- Open Access
- Total Downloads : 286
- Authors : Apehabah Joseph
- Paper ID : IJERTV2IS3382
- Volume & Issue : Volume 02, Issue 03 (March 2013)
- Published (First Online): 26-03-2013
- ISSN (Online) : 2278-0181
- Publisher Name : IJERT
- License: This work is licensed under a Creative Commons Attribution 4.0 International License
An Empirical Investigation of Relationship Between Water/Cement + RHA Ratio and the Compressive Strength of RHA Concrete
ApehAbah Joseph
Department of Building, School of Environmental Technology, Federal University of Tech, Minna, Niger State, Nigeria.
Abstract
The study has empirically examined the relationship between water/cement + RHA ratio and compressive strength of RHA Concrete.
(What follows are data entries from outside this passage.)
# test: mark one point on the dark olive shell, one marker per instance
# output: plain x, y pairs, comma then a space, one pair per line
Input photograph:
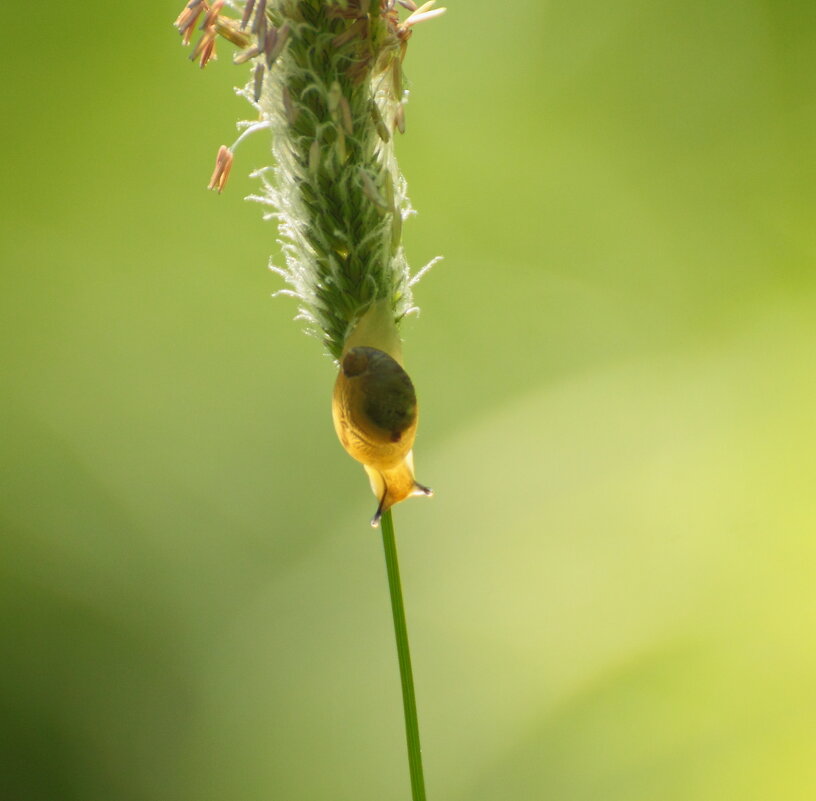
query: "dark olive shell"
389, 398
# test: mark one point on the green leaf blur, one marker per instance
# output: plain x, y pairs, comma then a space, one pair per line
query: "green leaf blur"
611, 596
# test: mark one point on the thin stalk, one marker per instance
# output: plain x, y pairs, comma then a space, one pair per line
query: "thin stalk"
404, 655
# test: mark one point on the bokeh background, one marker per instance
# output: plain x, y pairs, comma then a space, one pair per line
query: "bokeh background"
610, 598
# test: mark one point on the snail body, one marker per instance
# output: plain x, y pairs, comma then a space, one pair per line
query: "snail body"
375, 415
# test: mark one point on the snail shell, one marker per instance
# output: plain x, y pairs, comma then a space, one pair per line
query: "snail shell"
374, 409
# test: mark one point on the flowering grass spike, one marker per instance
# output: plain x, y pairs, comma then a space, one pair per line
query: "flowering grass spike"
327, 81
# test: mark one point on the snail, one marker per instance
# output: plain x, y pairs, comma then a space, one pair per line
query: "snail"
374, 409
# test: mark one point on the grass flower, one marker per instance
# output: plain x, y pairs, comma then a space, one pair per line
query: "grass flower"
327, 81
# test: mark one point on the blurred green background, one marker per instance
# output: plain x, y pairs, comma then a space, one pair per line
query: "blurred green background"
610, 598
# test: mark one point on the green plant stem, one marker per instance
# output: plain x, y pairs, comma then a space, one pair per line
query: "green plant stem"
404, 655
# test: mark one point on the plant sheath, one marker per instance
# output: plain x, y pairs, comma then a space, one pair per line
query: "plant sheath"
404, 655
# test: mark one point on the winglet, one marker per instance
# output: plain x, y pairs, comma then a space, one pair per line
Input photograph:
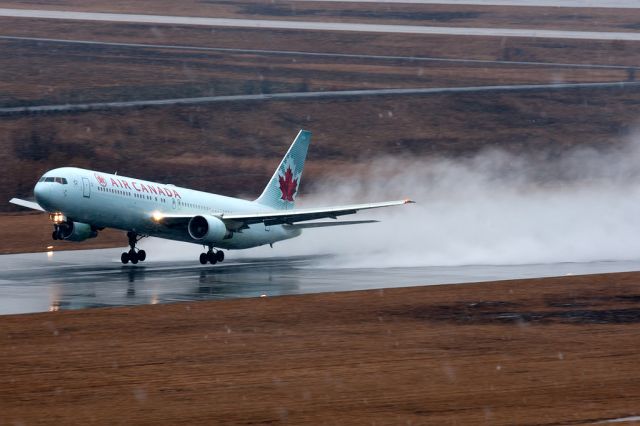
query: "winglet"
28, 204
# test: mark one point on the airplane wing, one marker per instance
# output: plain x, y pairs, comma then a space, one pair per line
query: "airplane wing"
289, 217
238, 221
28, 204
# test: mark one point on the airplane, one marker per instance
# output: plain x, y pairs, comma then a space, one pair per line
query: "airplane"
82, 202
Using a 35% replacement of OPC with RHA, RHA concrete cubes were cast with varying water/cement + RHA ratios (0.60, 0.63, 0.68, 0.72, 0.81, 0.86, 0.90 and 0.99 respectively) and theircorresponding compressive strengths determined. Applying a statistical technique (Pearson Product moment correlation), it was established that a positive correlation (0.63) exist between the variables. The study further indicated that 39.46% of the total variations in compressive strength of RHA concrete for seven (7) days are due to the water/cement + RHA ratio. The rest variations (60.54%) need to be investigated.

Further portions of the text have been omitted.